Dengan hati yang berat tapi tekad yang kuat, Cakra mengetik balasan singkat, "Aku setuju. Kita harus fokus pada apa yang penting bagi kita masing-masing." Tidak ada air mata, tidak ada drama, hanya penerimaan bahwa ini adalah akhir dari satu bab dan awal dari bab lain, dengan kata lain kisah cinta nya dengan pacarnya putus disini.

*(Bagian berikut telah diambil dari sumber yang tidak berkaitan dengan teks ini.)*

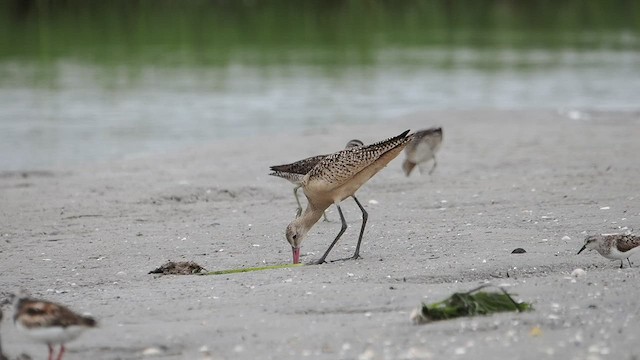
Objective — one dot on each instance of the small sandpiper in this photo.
(422, 149)
(50, 323)
(613, 246)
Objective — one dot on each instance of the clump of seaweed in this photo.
(471, 303)
(179, 268)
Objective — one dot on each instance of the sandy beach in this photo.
(540, 180)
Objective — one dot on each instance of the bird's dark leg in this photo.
(365, 216)
(342, 229)
(435, 163)
(295, 193)
(61, 352)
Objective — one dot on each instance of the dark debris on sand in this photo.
(179, 268)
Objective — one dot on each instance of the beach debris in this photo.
(153, 351)
(241, 270)
(578, 272)
(471, 303)
(179, 268)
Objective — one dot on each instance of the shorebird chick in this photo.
(294, 172)
(335, 178)
(613, 246)
(421, 149)
(50, 323)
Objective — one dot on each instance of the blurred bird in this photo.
(613, 246)
(294, 172)
(49, 323)
(422, 149)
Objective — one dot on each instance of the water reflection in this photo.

Kini, Cakra berdiri di ambang pintu masa depannya, sendirian tapi bebas. Ia mengambil pena dan buku catatannya, menulis kata-kata pertama dari esai yang menjadi syarat agar dapat tergabung dalam unit kegiatan mahasiswa (UKM) pengkajian ilmu dan penelitian (PIP). Di sela-sela kuliah dan pekerjaan paruh waktu, ia akan menciptakan karya yang berarti. Cakra tidak akan berleha-leha; ia akan mengusahakan yang terbaik di masa mudanya, untuk masa tua yang nanti akan datang.
KAMU SEDANG MEMBACA
Mon Avenir
RomanceSemester empat, kampus yang sepi selama pandemi kembali ramai dengan suara mahasiswa. Di antara mereka, ada seorang pemuda yang selama ini terkenal sebagai sosok yang jarang bergaul dengan teman-teman perempuan di kelasnya. Namun, sejak perkuliahan...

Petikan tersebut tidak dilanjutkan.